In RR scheduling policy what will happen if a low priority thread locks a mutex and is removed by the scheduler because another high priority thread is waiting?
Will it also releases the lock held by low priority thread?
For example consider 3 threads running in a process with priorities 10,20 and 30 in RR scheduling policy.
Now at a given point of time low priority thread 1 locks mutex and is still doing execution mean while the high priority thread pops in and also waits on mutex held by thread 1. Now thread 2 comes in to picture which also needs the same mutex locked by thread 1.
As far as I know as per scheduling algorithm the threads sleeping or waiting for mutex,semaphore etc are removed and the other ones, even having low priority are allowed to execute. Is this correct? If so, in the above example ultimately high priority threads wait for the completion of low priority thread which doesn't make any sense.
Is this how the system works if at all threads are designed like I said above?
or
the thread priority should be set in such a way that high priority one's will not depend on low priority one's mutexe's ?
Also can anyone please explain me how scheduling works at process level? How do we set priority for a process?
Typically, scheduling and locks are unrelated in any other aspect than a "waiting thread is not scheduled until it's finished waiting". It would be rather daft to have a MUTEX that "stops other thread from accessing my data" but it only works if the other thread has the same or lower priority than the current thread.
The phenomena of "a low priority holds a lock that a high priority thread 'needs'" is called priority inversion, and it's a well known scenario in computer theory.

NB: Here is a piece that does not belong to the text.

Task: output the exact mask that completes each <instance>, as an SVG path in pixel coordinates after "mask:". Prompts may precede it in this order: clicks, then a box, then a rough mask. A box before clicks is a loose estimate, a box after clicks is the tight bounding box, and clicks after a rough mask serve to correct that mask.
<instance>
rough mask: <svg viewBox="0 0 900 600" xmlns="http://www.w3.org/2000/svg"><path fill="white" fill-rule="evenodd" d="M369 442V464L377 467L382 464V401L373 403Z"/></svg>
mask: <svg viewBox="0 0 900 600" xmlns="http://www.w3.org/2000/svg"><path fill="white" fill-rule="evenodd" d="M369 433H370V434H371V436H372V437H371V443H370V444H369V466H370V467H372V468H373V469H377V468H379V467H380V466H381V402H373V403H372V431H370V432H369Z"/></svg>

There are some schemes that "temporarily increase priority of a lock-holding thread until it releases the lock to the highest priority of the waiting threads" (or the priority of the first waiting thread if it's higher than the current thread, or some other variation on that theme). This is done to combat priority inversion - but it has other drawbacks too, so it's not implemented in all OS's/schedulers (after all, it affects other threads than the one that is waiting too).
Edit:
The point of a mutex (or other similar locks) is that it prevents two threads from accessing the same resources at once. For example, say we want to update five different variables with some pretty lengthy processing (complicated math, fetching data from a serial port or a network drive, or some such), but if we only do two of the variables, some other process using these would get an invalid result, then we clearly can't "let go" of the lock.
The high priority thread simply has to wait for all five variables to be updated and the low priority lock.
There is no simple workaround that the application can do to "fix" this problem - don't hold the locks more than necessary of course [and it may be that we can actually fix the problem described above, by performing the lengthy processing OUTSIDE of the lock, and only do the final "store it in the 5 variables" with the lock on. This would reduce the potential time that the high priority thread has to wait, but if the system is really busy, it won't really fix the problem.
There are whole PhD thesis written on this subject, and I'm not a specialist on "how to write a scheduler" - I have a fair idea how one works, just like I know how the engine in my car works - but if someone gave me a bunch of suitable basic shapes of steel and aluminium, and the required tools/workspace and told me to build an engine, I doubt it would work great...Same with a scheduler - I know what the parts are called, but not how to build one.
If a high priority thread needs to wait on a low priority thread (mutex semaphore etc), the low priority thread is temporarily elevated to the same priority as the high priority thread.
The high priority thread is not going to have the lock for which it is requesting until the low priority thread will unlock it.
To avoid this we can use semaphore where any other thread can initiate to unlock but in mutex it is not possible.